To understand the acoustic energy distribution within the device, a model of an acoustic device was designed with COMSOL Multiphysics®. The model (Supplementary Fig. 1) included two piezoelectric transducers, a thin layer of epoxy, a cover glass, and water under the cover glass. The top boundary of the fluid domain was set to the impedance boundary of glass (density of 2230 kg/m3 and sound speed of 5602 m/s), and the other surrounding boundaries, i.e., the water layer, were set to the impedance boundary of air (density of 1.21 kg/m3 and sound speed of 343 m/s). All other boundaries were set as free boundaries to mimic real experiments. The simulation parameters and setup can also be found in Supplementary Fig. S5. The piezoelectric effect and acoustic structure boundary multiphysics interfaces were used to couple the electrostatic, solid mechanics, and pressure acoustics modules. A frequency domain study was used to visualize transducer excitation. A 2.1 kHz and 4VPP signal was applied to one side of the transducer using the electrostatics module, and the other side was set to 0VPP. The acoustic pressure amplitude and arrows of the acoustic intensity were plotted to analyze the acoustic field, and the corresponding displacement distribution is also provided in Supplementary Fig. S4.

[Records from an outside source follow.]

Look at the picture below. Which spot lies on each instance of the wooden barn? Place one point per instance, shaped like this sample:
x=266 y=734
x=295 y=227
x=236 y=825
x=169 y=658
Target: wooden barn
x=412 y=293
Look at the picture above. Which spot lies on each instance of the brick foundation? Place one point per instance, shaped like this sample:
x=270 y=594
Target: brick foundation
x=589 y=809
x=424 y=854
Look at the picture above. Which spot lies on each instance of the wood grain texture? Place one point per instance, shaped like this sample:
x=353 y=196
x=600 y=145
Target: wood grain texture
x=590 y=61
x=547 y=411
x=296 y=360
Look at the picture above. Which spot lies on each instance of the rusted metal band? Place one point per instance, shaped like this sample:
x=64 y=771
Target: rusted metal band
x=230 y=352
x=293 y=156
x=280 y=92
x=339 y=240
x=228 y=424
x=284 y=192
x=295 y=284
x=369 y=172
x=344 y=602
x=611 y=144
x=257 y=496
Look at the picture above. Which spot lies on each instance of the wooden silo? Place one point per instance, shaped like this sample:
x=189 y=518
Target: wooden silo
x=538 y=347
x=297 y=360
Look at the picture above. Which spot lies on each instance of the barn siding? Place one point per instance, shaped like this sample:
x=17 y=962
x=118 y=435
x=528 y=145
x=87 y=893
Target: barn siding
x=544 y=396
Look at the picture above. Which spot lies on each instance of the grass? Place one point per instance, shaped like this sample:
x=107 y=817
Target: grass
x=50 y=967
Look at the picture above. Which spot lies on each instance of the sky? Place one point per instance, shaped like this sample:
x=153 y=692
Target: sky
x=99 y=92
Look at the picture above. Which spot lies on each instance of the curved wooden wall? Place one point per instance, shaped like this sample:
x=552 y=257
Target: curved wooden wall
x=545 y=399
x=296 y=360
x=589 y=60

Imaging sample preparation

To experimentally demonstrate the scanning performance of the system, we fabricated a fluorescent nanoparticle sample with a hard PDMS (PP2-RG07, Gelest, Inc., USA) membrane. The green fluorescent nanoparticle sample (200 nm: FSDG002, 500 nm: FSDG003, Bangs Laboratories, Inc., USA) was diluted with deionized water and loaded on the cover glass (24 × 50 mm C8181-1PAK, Sigma-Aldrich, USA). Then, the sample was dried at room temperature for 3–6 hours. After drying, we applied a hard PDMS mixture to the sample and ran a spin coating (WS-650-23, Laurell Technologies, USA) process. Then, the sample was baked at 60 °C for 30 min in an oven.

Image processing

To generate the final image, the collected images were processed in the following order. First, a circle-finding algorithm was executed with the image from camera #2, as shown in the bottom panel of Fig. 1c, which stored information on the microsphere coordinates and radii. The magnification factor was calculated using the ratio of the sample grating line pitch length between camera #1 and camera #2. The calculated magnification factor (0.984) was then multiplied by the coordinates and radius and applied to the images from camera #1, as shown in the top panel of Fig. 1c. Next, the magnified circle images of the microspheres were cropped from the images of camera #1. Finally, the cropped images were pasted onto the final image with a lens distortion restoration technique to ensure matching between the images. Each image was processed recursively in the same manner. The final scanned image was generated with the repetitive image processing algorithm.